In this sixth article in his series, Stephen MacDonald considers the need for a broader, risk-based approach, where monitoring activities are chosen and applied according to the potential for patient harm.
ISO 15189:2022 requires laboratories to have processes in place to identify, assess, and control risks that could lead to patient harm. ISO 22367:2020 expands on this, providing a framework for risk management in medical laboratories, including the need for proactive monitoring of analytical performance. Internal quality control (IQC) is central to daily risk control, but it does not detect all possible failures. In particular, IQC can be limited by the behaviour of control materials, which may not fully reflect how patient samples respond to analytical changes.
Some analytical shifts occur without triggering IQC alarms, yet still affect patient results. Others may cause changes in QC measurements without altering patient outcomes, leading to unnecessary investigations or delays. These limitations mean that laboratories need additional monitoring strategies to identify risks that IQC alone may miss.

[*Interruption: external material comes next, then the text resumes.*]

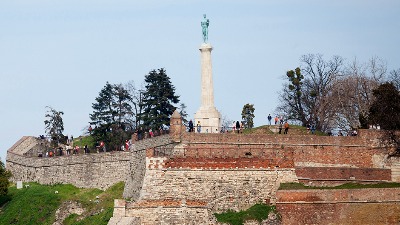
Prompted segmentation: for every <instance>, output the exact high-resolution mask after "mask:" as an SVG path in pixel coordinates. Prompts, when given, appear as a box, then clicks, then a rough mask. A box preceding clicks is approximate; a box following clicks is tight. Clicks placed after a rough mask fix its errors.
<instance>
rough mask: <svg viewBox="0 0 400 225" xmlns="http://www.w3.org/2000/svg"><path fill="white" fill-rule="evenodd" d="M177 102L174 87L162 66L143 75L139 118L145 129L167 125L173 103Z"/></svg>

This article focuses on external analytical signals – tools and methods that provide an additional layer of monitoring outside routine IQC. These include lot-to-lot verification, delta checks, monitoring the frequency of critical results, and tracking shifts in patient result distributions relative to reference ranges. Each of these signals can reveal different types of risk, and each must be interpreted in the context of the clinical role of the test, the patient population, and the potential consequences of error.